Sunday, December 7, 2008

The Walls Of The Universe-Paul Melko

The Walls Of The Universe
Paul Melko
Tor, Feb 2009, $25.95
ISBN: 9780765319975

Growing up on a farm in Ohio, high school senior John Rayburn dreams of studying physics at Case Institute of Technology though the reality is that he will attend Toledo where he can earn money to afford the tuition. He is angry at himself as much as bully Ted Carson whom he beat the snot out of when a figure arrives insisting he is Johnny. They look like identical twins and the second Johnny explains he is a double-Prime replica and gives John a gizmo to travel to alternate worlds and come up with inventions to sell on this orb that has not been created starting with Rubik's Cube (make that Johnny’s cube).

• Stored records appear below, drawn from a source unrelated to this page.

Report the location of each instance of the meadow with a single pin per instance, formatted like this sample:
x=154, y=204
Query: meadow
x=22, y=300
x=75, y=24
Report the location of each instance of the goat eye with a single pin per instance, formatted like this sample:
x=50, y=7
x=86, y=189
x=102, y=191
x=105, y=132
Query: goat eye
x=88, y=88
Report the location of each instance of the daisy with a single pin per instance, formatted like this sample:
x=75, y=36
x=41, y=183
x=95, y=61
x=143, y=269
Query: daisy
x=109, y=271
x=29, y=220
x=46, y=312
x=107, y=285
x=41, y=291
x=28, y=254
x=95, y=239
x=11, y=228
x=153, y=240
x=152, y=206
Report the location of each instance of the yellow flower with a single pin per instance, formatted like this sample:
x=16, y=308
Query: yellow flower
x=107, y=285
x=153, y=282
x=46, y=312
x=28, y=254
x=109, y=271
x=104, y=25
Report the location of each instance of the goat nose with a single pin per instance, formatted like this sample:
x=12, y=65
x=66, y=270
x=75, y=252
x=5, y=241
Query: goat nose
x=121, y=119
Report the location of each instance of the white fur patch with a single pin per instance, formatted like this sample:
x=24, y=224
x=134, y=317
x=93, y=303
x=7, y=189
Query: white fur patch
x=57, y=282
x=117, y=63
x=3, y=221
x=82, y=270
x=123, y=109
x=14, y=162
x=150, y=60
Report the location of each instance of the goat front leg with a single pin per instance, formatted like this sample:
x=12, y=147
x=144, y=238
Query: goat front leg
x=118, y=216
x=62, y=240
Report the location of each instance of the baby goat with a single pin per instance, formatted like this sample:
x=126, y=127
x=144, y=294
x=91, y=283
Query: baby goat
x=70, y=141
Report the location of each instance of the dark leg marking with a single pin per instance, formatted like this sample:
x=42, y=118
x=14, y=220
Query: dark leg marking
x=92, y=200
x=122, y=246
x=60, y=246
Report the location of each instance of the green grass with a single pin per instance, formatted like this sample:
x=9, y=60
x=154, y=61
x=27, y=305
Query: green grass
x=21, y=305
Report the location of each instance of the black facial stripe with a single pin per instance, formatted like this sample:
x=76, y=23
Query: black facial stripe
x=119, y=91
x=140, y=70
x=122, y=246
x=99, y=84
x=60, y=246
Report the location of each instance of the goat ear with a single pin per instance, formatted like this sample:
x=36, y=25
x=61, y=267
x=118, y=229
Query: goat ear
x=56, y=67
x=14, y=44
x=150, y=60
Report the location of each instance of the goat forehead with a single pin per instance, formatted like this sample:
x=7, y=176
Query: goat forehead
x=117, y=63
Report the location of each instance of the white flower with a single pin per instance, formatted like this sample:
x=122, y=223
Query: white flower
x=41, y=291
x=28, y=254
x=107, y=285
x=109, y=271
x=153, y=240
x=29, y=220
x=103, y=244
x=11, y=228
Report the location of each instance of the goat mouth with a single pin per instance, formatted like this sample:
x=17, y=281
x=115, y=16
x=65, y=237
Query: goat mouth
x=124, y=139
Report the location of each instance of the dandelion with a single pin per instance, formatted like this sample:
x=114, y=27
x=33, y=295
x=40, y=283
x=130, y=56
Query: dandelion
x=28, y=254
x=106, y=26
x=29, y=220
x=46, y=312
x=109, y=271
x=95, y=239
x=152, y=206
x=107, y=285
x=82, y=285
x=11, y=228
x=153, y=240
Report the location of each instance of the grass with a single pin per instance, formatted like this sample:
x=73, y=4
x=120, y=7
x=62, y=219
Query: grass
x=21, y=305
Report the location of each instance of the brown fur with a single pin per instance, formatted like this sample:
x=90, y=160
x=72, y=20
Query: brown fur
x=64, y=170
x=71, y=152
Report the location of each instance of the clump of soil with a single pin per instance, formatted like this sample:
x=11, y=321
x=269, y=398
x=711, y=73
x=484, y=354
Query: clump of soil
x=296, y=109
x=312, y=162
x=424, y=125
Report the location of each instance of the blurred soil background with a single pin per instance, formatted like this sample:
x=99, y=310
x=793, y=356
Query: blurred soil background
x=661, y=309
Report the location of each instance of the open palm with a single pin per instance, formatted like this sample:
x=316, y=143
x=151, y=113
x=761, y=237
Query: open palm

Prime Johnny says he will masquerade as John while the latter explores. However, Prime fails to warn John that there is one flaw with the cross dimensional device: you can never go home. Prime takes over John’s life. John, after meeting several “Johns”, settles on a world where he studies physics with plans to stay in hiding of sorts while fixing the gadget so he can come home. Prime impregnates John’s girlfriend Casey and marries her; while his Rubik Cube creation runs into patent law issues and Ted makes trouble for him. On the world he chose to live John has a relationship with another Casey, avoids the Ted alternate and accidentally "invents" pinball that bring him to the attention of his previously unknown competitors, stranded cross-world travelers earning a living with new technology and a desire to steal John’s functioning gadget.

THE WALLS OF THE UNIVERSE is an entertaining science fiction thriller in which the two Johns find their respective lives play out differently. Whereas Prime learns the grass is not greener as nothing goes right for him; John makes his new world a home though he ends up in danger from desperate marooned souls like himself. Although a late twist implies a series involving saving the universe from reverse engineers, readers will appreciate Paul Melko’s fine tale of two Johns.